À qui doit-on cette étape décisive contre l’impunité en matière de criminalité économique ? La réponse est donnée par Danièle Auroi, Dominique Potier et Philippe Noguès, les « trois mousquetaires » qui ont ferraillé durant tout leur mandat de députés, de 2012 à 2017 expliquent : « Sans les ONG, cette loi n’existerait pas ». Mais que font ces ONG, ces citoyens réunis en associations, pour aboutir, avec finalement de faibles moyens, à de telles avancées ? C’est sur ce pan encore méconnu de l’action associative que nous voudrions revenir ici.
Nées après les décolonisations, les associations de solidarité internationale ont conçu leur action, historiquement, autour de la mise en pratique de cette solidarité, collectant des fonds « ici » pour des actions ou des acteurs « là-bas ». La solidarité n’étant pas unidirectionnelle, elles ont assorti leur action au « Sud » d’une pédagogie des enjeux de développement à destination de l’opinion française. Dans les années 1980, des pionniers ont complété la gamme des modes d’action : le militant tiers-mondiste n’était pas qu’une tirelire, un vulgarisateur ou un animateur de courses contre la faim, il était aussi un actionnaire parfois, plus souvent un consommateur et un citoyen. D’où les tentatives naissantes d’infléchir l’économie par ses achats (commerce équitable), son portefeuille d’actions (investissement socialement responsable), ou son engagement politique. Des associations comme Survie1 ou Agir ici pour un monde solidaire sont nées de cette idée que la citoyenneté ne s’arrêtait pas au bulletin glissé dans l’urne, que les citoyens ne pouvaient pas se désintéresser des politiques menées en leur nom. Elles voulaient mener la bataille d’un monde solidaire à une tout autre échelle : les montants consacrés à l’aide publique au développement représentaient alors 40 fois ceux collectés par les ONG ; le remboursement de la dette exigé par la Banque mondiale et le FMI (où la France pèse) grevait jusqu’à 70 % du budget de certains États… des sommes à côté desquelles tout projet d’école ou de dispensaire financé par la solidarité internationale paraît dérisoire.
Cet engagement du monde de la solidarité internationale dans ce qui allait devenir le « plaidoyer » n’est pas allé de soi.

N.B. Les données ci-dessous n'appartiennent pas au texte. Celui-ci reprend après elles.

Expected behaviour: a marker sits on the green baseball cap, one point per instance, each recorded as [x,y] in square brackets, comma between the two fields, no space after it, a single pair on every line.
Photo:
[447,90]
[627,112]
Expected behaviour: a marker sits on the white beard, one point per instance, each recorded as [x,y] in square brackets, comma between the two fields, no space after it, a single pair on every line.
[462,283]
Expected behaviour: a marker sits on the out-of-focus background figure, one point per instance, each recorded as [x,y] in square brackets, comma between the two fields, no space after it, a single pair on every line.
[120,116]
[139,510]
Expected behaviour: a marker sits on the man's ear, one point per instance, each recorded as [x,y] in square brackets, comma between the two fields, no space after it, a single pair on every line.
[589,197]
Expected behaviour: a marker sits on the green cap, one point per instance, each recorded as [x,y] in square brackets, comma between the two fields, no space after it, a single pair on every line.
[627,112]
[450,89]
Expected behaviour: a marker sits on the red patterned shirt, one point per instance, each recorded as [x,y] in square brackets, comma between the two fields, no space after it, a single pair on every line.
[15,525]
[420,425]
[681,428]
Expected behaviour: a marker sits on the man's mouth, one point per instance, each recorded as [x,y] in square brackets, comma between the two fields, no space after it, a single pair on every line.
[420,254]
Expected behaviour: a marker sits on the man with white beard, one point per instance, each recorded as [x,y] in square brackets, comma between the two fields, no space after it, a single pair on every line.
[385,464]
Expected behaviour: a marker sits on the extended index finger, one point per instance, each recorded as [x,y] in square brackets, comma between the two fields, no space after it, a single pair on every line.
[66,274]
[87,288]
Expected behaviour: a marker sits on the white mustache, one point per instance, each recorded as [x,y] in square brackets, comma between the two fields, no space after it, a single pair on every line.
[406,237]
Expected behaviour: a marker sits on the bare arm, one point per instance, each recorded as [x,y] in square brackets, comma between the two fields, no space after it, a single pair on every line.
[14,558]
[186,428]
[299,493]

Cet engagement du monde de la solidarité internationale dans ce qui allait devenir un mode d’action à part entière, le « plaidoyer » – pour ne pas dire lobbying – n’est pas allé de soi. Certains ne s’en pensaient pas légitimes : prendre la parole sur des enjeux de développement, c’était parler à la place des premiers concernés, les « partenaires » du Sud. Ou pas compétents : la sphère politique comme la sphère médiatique, avec leurs codes, peuvent sembler hermétiques à de simples citoyens. D’autres n’en eurent pas tout de suite le courage : l’engagement sur le terrain politique fait courir des risques d’incompréhensions, de divisions, de pertes de donateurs.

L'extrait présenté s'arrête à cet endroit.